The average number of crashes in B.C. during the late afternoon commute in the two weeks following the change is 16-per-cent higher compared to the two weeks prior, according to ICBC numbers.
While the switch adds an extra hour of sleep, 30 per cent of drivers overcompensate for that additional time by staying up later, according to an ICBC survey.
We rationalize that extra hour of sleep - many of us think that we can stay awake longer, but we actually end up feeling more tired and less alert, said Dr. John Vavrik, a psychologist with ICBC. The time change is an opportunity to get some extra rest and its also a good time to think about how we can adjust our driving to the fall and winter road conditions.

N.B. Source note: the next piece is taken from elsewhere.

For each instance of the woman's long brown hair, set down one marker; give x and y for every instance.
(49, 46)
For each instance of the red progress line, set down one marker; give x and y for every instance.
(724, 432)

Here are some additional tips for adjusting to the time change:
- The additional hours of darkness means visibility is significantly reduced for a longer period. Give yourself extra time so you arent rushing, adjust your speed to the conditions you encounter and always be on the lookout for pedestrians and cyclists - especially at intersections and near transit stops where pedestrians will be coming and going and may not use crosswalks.
- Prepare your vehicle for the change in weather. Clean your vehicles headlights and check that theyre all working properly, especially your rear lights. Make sure you have enough windshield wiper fluid and that your wipers are in good condition.
- Keep your regular sleep-wake cycle. Go to bed at the same time you normally would so you can benefit from that extra hour of sleep. Dont assume you are more rested and alert on the road the mornings following the change as the time change can impact the quality of your sleep and affect your bodys internal clock.